Children learn to cope during deployment support camp

  • Published
  • By Senior Airman Nathanael Callon
  • 52nd Fighter Wing Public Affairs
Children here attended the "With You All The Way" camp July 13 through 15.

The three-day camp, hosted by Trevor Romain, a Public Broadcasting Service children's series host, taught children to express and manage their feelings regarding their parents' deployments and the stresses of being a military child.

"We created an animated video called 'With You All The Way,' and in the video, there are children who have deployed parents, brothers and sisters," Romain said.

In addition to the video, children were given a deployment kit containing a journal, a teddy bear named Cuzzie, post cards, dog tags and a caregiver's booklet for parents.

"We use this video as a foundation and ask the children what emotions they had in response to the video," Romain said. "We discuss what the children in the video were feeling, then we ask them to write in their journals what they were feeling and give them paper to draw how they feel."

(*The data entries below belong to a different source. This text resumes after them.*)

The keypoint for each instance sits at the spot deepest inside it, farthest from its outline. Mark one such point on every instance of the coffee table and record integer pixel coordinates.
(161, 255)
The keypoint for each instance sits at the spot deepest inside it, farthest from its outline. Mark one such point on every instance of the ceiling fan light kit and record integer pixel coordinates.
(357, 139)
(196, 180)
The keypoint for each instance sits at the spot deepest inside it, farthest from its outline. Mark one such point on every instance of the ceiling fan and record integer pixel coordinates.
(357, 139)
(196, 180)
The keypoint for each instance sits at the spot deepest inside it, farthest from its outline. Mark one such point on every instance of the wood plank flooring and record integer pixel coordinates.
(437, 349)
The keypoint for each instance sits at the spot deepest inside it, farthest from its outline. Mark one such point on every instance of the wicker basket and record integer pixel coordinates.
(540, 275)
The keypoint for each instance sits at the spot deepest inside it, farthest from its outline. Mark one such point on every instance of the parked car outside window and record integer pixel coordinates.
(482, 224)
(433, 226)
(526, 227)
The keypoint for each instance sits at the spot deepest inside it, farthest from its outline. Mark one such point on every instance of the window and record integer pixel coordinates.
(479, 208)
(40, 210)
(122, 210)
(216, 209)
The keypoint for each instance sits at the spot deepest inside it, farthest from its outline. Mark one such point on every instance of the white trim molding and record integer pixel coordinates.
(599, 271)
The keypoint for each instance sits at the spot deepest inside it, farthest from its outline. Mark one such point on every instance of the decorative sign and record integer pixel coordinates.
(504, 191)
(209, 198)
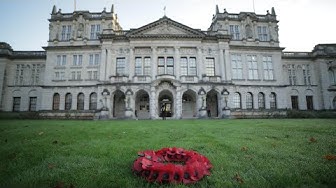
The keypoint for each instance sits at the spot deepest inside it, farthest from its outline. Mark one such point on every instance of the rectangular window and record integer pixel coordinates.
(63, 60)
(66, 32)
(77, 60)
(138, 66)
(19, 74)
(121, 66)
(170, 65)
(32, 103)
(16, 104)
(295, 102)
(73, 75)
(79, 75)
(234, 31)
(306, 75)
(161, 65)
(252, 67)
(147, 66)
(268, 68)
(184, 66)
(262, 33)
(310, 104)
(165, 65)
(210, 66)
(59, 60)
(188, 66)
(237, 66)
(95, 29)
(292, 75)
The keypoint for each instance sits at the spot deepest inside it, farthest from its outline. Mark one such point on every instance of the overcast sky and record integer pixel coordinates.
(303, 23)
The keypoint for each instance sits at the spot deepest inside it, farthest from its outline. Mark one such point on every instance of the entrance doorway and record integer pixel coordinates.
(166, 104)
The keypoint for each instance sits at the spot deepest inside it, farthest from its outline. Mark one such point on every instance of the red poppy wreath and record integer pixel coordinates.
(171, 165)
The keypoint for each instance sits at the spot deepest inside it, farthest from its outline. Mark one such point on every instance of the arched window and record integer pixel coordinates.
(93, 101)
(261, 100)
(80, 101)
(68, 101)
(56, 100)
(249, 101)
(237, 100)
(273, 103)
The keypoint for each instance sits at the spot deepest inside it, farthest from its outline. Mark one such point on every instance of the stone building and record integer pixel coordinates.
(92, 67)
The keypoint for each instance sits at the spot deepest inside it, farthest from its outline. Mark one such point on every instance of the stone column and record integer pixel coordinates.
(103, 62)
(177, 63)
(202, 112)
(131, 65)
(153, 104)
(222, 63)
(227, 63)
(178, 103)
(154, 63)
(200, 64)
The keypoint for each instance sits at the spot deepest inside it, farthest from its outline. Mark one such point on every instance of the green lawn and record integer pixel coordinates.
(246, 153)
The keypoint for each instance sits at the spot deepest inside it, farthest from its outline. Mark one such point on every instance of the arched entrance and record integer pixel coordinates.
(166, 104)
(142, 105)
(189, 104)
(119, 104)
(212, 103)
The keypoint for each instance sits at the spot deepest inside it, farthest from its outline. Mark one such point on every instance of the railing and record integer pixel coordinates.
(296, 54)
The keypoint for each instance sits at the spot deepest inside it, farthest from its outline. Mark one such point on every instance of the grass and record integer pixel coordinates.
(244, 153)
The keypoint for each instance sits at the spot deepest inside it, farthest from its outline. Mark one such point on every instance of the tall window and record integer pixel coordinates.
(121, 66)
(236, 100)
(77, 60)
(268, 68)
(66, 32)
(273, 103)
(261, 100)
(210, 66)
(94, 59)
(306, 75)
(262, 33)
(252, 67)
(295, 102)
(35, 74)
(142, 66)
(237, 66)
(93, 75)
(166, 65)
(61, 60)
(93, 101)
(292, 75)
(188, 66)
(68, 101)
(19, 74)
(56, 101)
(32, 103)
(332, 76)
(234, 31)
(310, 103)
(16, 104)
(249, 101)
(95, 29)
(80, 101)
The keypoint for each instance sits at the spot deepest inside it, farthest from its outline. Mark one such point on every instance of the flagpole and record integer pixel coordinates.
(253, 7)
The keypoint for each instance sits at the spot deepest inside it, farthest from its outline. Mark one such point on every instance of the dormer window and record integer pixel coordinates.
(95, 29)
(235, 32)
(66, 32)
(262, 33)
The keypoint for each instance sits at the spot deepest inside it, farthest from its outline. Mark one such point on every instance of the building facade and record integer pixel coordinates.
(92, 66)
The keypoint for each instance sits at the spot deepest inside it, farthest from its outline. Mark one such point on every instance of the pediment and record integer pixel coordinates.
(165, 27)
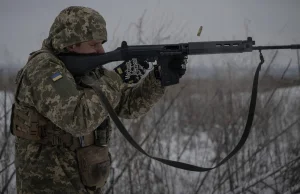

The camp introduced creative techniques like writing and drawing to provide outlets for children's emotions.

"We are giving them tools to express themselves; we speak to them in their own language," Romain said.

Romain used jokes and silliness to engage the children and get them to participate.

"I share stories with them because it helps the children to open up and helps them to feel safe and comfortable enough to share with the group," Romain said. "What we foster is a situation where children learn to relate to each other, help each other, and when someone is having a tough time, learn to stand up for each other."

More than 100 children from the base learned to express themselves and opened up to their peers during the camp.

"They've really shared their feelings about deployments," Romain said. "Some have been very sad, some have cried, some have offered suggestions to others about how they've dealt with it."

Romain has used the same camp to reach out to more than 50,000 Department of Defense dependents schools students around the world.

"We strongly advocate for a strong peer-to-peer culture," Romain said. "Most of the time adults try to fix things for children. We tell them 'don't worry' or 'don't be afraid.' What we are doing is telling them not to feel."

With the high deployment tempo at the 52nd Fighter Wing, helping even the youngest children is a crucial piece of keeping families together, said Jamie Pugh, the wife of Staff Sgt. Matthew Pugh, of the 52nd Equipment Maintenance Squadron.

"Our family has been through many deployments, and this camp has helped my son Joshua learn how to cope with his father being gone," she said.

Children of service members face unique challenges that non-military children do not have to deal with, Romain said. They deal with frequent school changes, permanent change of station moves, new friends and deployments.

"These children didn't choose to be military children; their parents chose for them," Romain said. "They are real heroes, and they serve too. We are proud to help and support these children with what they're going through."